De heer Van Helvert (CDA):
Voorzitter. "De positie van slachtoffers verdient verdere verbetering." Dat staat op pagina 76 van het verkiezingsprogramma van het CDA. In dat opzicht beoordeelt de CDA-fractie het wetsvoorstel positief. Het is goed dat het slachtoffer in de rechtszaal de ruimte krijgt om zijn verhaal te doen. Dat doet recht aan het leed dat het slachtoffer is toegedaan, draagt bij aan zijn eigen herstel en sorteert hopelijk ook enig effect van spijt en berouw bij de verdachte en, indien diegene daadwerkelijk wordt veroordeeld, de dader.

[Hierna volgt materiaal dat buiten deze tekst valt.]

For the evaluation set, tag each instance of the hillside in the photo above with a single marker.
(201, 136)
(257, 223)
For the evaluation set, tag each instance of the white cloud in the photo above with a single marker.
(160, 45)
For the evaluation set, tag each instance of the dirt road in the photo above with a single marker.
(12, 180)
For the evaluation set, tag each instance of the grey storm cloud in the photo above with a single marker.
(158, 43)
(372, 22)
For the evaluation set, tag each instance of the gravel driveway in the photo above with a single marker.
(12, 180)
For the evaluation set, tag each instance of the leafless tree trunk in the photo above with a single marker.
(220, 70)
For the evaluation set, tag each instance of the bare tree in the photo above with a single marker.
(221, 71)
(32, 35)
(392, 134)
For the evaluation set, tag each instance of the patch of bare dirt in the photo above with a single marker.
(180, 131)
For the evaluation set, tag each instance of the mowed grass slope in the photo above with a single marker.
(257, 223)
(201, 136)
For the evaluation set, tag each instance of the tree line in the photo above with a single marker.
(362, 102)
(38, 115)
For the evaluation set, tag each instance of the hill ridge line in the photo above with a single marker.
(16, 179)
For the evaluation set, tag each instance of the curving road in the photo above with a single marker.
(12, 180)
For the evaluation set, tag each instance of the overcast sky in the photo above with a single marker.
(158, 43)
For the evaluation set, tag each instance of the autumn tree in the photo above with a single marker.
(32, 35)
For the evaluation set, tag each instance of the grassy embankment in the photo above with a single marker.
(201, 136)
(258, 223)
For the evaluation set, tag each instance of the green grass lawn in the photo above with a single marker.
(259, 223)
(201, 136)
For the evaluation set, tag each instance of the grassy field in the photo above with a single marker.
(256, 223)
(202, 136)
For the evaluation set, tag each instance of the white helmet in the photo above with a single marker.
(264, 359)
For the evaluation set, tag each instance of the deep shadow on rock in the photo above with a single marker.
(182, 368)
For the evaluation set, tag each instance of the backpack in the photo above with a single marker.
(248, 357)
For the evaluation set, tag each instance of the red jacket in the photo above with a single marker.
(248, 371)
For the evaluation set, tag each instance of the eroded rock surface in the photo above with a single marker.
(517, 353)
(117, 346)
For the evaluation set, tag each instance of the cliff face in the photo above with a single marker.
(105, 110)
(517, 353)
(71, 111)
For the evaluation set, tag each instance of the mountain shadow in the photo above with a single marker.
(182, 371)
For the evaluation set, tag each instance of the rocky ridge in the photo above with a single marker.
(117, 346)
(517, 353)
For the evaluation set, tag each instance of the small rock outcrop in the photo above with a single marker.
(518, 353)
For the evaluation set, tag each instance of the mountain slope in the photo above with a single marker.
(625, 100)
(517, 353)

Vandaag is het voorlopige sluitstuk van een jarenlange parlementaire discussie over de verbetering van de positie van het slachtoffer middels het zogeheten tweedefasenproces. De CDA-fractie heeft zich hier nadrukkelijk in gemengd in de afgelopen jaren en is er ook zeer verheugd over dat uitgebreid onderzoek is gedaan door het WODC. Het stelt het CDA wel enigszins teleur dat de pilots met het tweefasenproces nooit echt van de grond zijn gekomen. De eerste vraag aan de minister is dan ook of hiervoor de politieke wil ontbrak dan wel dat er andere redenen zijn aan te wijzen.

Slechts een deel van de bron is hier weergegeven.